Why is health care so expensive?
How can we make healthcare more affordable?
These are the two primary questions that face the majority of Americans today when they look at their annual expenditures and the risks we all have to prepare for.
What if those are fundamentally the wrong questions?
Asking the wrong question will never yield the right answer……
In order to have a constructive conversation about this topic we have to frame the problem first and then we have to define what we are talking about.

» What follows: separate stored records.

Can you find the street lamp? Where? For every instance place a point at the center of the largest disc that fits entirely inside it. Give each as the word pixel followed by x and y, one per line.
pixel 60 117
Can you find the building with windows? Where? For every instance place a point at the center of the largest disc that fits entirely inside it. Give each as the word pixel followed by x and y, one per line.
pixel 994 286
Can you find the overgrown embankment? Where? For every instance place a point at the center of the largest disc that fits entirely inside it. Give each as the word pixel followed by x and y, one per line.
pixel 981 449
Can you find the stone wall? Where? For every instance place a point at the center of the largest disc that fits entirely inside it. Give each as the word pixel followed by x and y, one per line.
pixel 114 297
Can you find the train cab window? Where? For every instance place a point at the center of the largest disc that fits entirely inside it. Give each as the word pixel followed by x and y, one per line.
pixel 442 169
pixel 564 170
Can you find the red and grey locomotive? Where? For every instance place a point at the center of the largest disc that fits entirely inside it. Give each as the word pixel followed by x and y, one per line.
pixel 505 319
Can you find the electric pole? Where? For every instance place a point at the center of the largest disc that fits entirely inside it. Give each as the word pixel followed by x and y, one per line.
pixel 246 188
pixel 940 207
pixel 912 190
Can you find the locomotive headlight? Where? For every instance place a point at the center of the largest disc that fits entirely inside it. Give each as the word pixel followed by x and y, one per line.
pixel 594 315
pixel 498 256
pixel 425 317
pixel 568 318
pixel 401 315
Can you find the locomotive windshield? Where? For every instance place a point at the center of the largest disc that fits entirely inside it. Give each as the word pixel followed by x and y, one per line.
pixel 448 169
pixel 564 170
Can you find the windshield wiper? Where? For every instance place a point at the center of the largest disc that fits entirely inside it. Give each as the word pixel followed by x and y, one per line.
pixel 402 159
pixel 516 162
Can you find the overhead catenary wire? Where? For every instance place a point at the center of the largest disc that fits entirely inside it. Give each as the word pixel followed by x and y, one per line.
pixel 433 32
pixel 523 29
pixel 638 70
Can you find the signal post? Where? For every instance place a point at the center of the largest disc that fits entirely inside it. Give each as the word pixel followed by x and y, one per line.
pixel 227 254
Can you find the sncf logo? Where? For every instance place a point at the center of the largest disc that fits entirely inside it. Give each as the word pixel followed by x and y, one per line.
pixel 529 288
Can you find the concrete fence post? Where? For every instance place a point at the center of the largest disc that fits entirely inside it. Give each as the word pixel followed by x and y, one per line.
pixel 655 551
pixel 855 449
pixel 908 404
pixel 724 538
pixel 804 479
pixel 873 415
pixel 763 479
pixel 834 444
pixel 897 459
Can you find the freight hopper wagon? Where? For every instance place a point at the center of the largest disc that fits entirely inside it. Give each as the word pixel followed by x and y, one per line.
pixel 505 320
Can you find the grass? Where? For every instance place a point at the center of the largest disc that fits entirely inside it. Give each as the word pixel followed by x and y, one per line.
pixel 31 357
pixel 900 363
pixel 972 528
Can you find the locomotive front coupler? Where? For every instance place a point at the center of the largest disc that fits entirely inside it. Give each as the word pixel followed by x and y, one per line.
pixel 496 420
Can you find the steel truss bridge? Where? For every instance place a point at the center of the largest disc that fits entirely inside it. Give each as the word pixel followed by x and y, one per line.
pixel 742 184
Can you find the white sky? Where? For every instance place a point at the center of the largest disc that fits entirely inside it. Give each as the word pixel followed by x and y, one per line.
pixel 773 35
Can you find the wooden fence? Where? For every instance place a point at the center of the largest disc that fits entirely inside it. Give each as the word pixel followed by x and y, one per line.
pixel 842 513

First let’s define what we aren’t talking about. We aren’t talking about rare diseases, genetic disorders or catastrophic injury/accidents.
The problem:
According to the CDC (as of 2015) 114 million Americans now live with diabetes or pre-diabetes. That is 35% of the population, and this is before accounting for those that don’t know or have yet to be diagnosed. This is frightening enough before we discuss the projections for the next 30 years. The rate of diabetes prevalence is probably the one of biggest threats to the US economy outside of nuclear war.
86% of health care costs are attributed to chronic disease…..Coach Greg Glassman has written and spoken about the 5 Buckets of Death at affiliates around the country as well as on Capital Hill.
Even the most rudimentary understanding of supply and demand easily explains why health care costs are rising at unsustainable rates. Massive amounts of sick people with only a limited amount of health care professionals doesn’t make for a positive outcome.
Lots of sick people + not enough health care professionals = Bad news
That is course true unless we ask a different question and ask who else can service that need.
So the better question would be:
Why are people sick?
Any discussion had about health care in the absence of why people are sick is meaningless.
It would be the equivalent of someone complaining about why band-aids cost so much and when asked why they need so many they responded with “I keep cutting my fingers with this knife.”
Any rational person would find the question about the band-aid market to be extremely odd given this scenario. We would be much more curious about the propensity for this person to cut their fingers.
So why isn’t anyone asking the right question?
Would it matter how much health care cost if you never needed it?
Insurance was invented to plan for the unknown and unknowable. It was not intended to be a necessity to function as a human being. Yet that is what has unfolded over the past 30 years. People are dying without it and it’s the largest cost for most households next to their mortgage. You don’t buy home insurance because you punch holes in your wall everyday, and the insurance company wouldn’t cover that damage anyway. You buy it in case your house gets flooded during a hurricane or burns down. If you take care of your vehicle then the chances of you needing to have invested in an extended warranty are about 2%. Our bodies aren’t much different, if we take care of them they are highly functional for a very long time.
So why are all the questions being asked solely revolved around making health care costs more economically friendly (which is impossible based on the scenario we currently face) for costs that are almost entirely attributed to things people have control over??
The short answer is the health care system is booming right now because they are in the business of treating chronic disease not curing it.
Did anyone ever consider that the insurance and healthcare system is working exactly the way it was designed? The fatal assumption is that the current health care system is designed with the best interest of the consumer in mind……
The avg household spends more than $1000/month on health care premiums and that figure rose more than 22% from 2016-2017. This cost is about 500% of the average cost of a CrossFit membership. People are spending 1/5 of the money they are spending on health care to be a part of a community that is curing chronic disease and reducing the need for medication and frequent doctor visits. The ROI there is pretty high. Even frequent personal training comes out to less in many scenarios.
Curing chronic disease has fallen on the shoulders of the 14,000 CrossFit Affiliates around the world.
Coach Glassman’s analogy of the lifeguard and the swim coach is becoming more real every day.
Let’s stop asking everyone why the cost of lifeguards is so high when people are drowning so frequently.
Let’s start asking them why then can’t swim.